What are the changes Edwards wants to see?
Systemic change has to address the question of how property is owned and controlled, and how resources and opportunities are distributed throughout society.
How do we get there?
[C]ollaboration among separate organizations may be better than blending or competition. It preserves the difference and independence required to lever real change in markets (not just extend their social reach), and to support the transition to more radical approaches that might deliver the deeper changes that we need, like new business models built around "the commons" such as open-source software and other forms of "non-proprietary production"; and community economics and worker-owned firms, which increase citizen control over the production and distribution of the economic surplus that businesses create.
How do we keep nonmarket civil society motivated?
What separates good and bad performers is not whether they come from business or civil society, but whether they have a clear focus to their work, strong learning and accountability mechanisms that keep them heading in the right direction, and the ability to motivate their staff or volunteers to reach the highest collective levels of performance.
I think the most important critique Edwards makes is that market-style projects shouldn't be the sole logic of civil society—social entrepreneurism has hit the scene with a fair amount of zeal. If civil society acts as a social immune system, as Paul Hawken puts it, then that system should have several curative options. Plus, people are more and more motivated to find meaning in their work—social entrepreneurs are filling a niche.
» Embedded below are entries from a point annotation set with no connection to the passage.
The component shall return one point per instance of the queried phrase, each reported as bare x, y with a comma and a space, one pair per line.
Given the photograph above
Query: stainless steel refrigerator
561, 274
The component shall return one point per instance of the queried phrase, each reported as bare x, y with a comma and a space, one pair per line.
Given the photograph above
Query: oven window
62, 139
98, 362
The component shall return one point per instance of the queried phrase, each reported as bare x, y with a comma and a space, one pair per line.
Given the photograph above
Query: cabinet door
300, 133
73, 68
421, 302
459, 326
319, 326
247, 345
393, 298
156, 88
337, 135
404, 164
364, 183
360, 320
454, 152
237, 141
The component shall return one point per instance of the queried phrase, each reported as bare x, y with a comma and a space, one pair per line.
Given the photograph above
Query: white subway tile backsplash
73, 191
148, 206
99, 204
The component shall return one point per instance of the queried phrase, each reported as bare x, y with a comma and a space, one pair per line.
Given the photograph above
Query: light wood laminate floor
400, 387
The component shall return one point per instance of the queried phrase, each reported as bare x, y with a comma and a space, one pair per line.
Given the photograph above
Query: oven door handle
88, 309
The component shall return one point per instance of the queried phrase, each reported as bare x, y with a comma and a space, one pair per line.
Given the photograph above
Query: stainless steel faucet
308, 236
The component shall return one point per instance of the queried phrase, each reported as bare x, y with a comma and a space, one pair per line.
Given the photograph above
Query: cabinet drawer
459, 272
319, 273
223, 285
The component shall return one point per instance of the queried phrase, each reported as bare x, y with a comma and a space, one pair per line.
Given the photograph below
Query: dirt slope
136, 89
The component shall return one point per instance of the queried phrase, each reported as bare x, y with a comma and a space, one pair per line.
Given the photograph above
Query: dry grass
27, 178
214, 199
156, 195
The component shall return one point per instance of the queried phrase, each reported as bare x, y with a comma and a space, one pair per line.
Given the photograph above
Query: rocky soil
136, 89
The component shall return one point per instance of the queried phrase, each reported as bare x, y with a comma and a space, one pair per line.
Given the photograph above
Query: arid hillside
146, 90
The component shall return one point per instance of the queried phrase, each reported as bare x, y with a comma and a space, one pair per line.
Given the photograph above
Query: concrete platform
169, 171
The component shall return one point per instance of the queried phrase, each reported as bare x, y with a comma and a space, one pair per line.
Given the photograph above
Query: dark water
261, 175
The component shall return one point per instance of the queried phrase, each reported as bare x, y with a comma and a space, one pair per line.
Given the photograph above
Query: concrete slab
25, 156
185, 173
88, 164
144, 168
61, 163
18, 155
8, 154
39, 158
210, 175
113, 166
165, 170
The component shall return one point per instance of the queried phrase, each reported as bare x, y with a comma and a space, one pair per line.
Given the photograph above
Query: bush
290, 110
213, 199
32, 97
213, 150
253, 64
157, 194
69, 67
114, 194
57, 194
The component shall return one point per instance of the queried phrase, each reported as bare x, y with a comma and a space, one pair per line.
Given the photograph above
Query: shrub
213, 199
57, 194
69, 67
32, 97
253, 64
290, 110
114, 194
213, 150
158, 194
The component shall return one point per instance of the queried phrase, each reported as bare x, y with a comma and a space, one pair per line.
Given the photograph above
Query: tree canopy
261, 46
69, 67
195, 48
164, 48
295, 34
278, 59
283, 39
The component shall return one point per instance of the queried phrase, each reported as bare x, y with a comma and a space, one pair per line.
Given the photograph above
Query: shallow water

When critiquing the new unity of philanthrocapitalism, Edwards sets it in comparison to the diversity of actors that was required in successful social movements of the past. But right now there is no unified movement. The only thing comparable is the set of actors that are pushing the shift to an environment-friendly lifestyle—though goals may overlap, they are loosely bonded at best in their actions. And the problem they are trying to solve is so inherently tied to our existence as consumers, making it no surprise that fast-acting market forces have swooped into the new environmental gap in our political consciousness.
Has philanthrocapitalism only flourished because civil society becomes too calcified when it is based on institutions instead of a broad social struggle?